I can’t say for certain how much progress the world around me has made in how it treats my condition, but I know that I’ve seen a lot of progress. When I first fell ill I thought I was one in a million. Hardly anybody talked about M.E. in the media, and I wasn’t even clear on whether the condition was fatal or not. (It’s not.) But I’d like to think that if I were diagnosed today, I wouldn’t be left as much in the dark. I know that a lot of people still have to deal with doctors who don’t believe them, but I hope that on average the likelihood of that happening is going down.

This illness does get easier to deal with after a while. You learn how to read your body for symptoms and warning signs, you learn its patterns. You learn your own limits and you learn coping mechanisms. But it still doesn't make it easy. I wouldn't change my past, but I would change my future in a heartbeat given the chance. If you'd like to help brighten the futures of myself and many others with M.E., I would encourage you to donate to M.E. charities "Invest in ME" or "Solve ME/CFS Initiative". I've set up a fundraiser for Invest in ME on Facebook, if you'd like to donate here: https://www.facebook.com/donate/520962312008942/

I hold out hope that I will recover someday; both because the scientific research that's being done is extremely promising, and because without that hope I would turn into a shell of a human. Sometimes the hope of a better future is all that gets me through the day. These past 8 years have been monumentally difficult, in so many ways. Much as I can draw meaning and moral lessons from them like blood from a stone, at the end of the day it's just an illness that I wish I didn't have. I wouldn't change the past even if I could, because I am who I am only because of all those experiences. I know I may well have another 8 years of illness ahead of me, and there's nothing I can do about that. This is my life, whether I like it or not.
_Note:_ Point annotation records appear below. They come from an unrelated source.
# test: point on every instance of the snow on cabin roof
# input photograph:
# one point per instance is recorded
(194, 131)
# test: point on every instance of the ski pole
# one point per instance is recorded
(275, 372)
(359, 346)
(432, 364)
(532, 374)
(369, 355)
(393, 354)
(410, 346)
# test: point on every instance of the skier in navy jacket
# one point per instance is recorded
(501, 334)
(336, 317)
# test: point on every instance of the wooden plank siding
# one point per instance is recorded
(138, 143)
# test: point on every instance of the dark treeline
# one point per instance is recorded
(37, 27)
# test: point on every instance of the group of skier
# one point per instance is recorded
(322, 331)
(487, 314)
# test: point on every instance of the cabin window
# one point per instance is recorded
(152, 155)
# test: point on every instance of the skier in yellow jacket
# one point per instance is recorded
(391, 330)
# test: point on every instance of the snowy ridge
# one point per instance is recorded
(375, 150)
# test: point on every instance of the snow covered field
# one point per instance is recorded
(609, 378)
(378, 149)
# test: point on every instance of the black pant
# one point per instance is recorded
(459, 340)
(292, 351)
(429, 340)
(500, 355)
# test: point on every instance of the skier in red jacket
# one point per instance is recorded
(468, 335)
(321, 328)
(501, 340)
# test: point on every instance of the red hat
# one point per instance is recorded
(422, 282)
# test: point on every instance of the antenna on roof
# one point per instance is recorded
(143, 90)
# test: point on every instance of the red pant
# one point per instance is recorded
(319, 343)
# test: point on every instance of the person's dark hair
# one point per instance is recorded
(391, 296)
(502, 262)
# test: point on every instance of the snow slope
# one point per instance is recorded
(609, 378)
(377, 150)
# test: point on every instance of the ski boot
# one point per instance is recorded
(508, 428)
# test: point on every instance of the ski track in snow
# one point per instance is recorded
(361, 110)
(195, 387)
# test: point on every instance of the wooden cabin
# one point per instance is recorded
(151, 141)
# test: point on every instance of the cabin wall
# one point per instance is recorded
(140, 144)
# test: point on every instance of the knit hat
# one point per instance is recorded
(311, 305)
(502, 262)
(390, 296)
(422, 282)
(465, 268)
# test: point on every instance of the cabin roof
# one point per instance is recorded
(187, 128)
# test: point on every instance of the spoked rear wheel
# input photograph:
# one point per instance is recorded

I know I have a lot to be grateful for - and I truly am. During the hundreds of days I've spent barely able to move from my bed, I've had a comfortable bed to rest in. Every day I've been unable to get food for myself, I've had a parent willing and eager to help me out. But I hope that for all 2920 days of heartache (give or take a few) that this illness has caused me, I will get to experience 2920+ days bursting with energy and full of pure, unadulterated joy.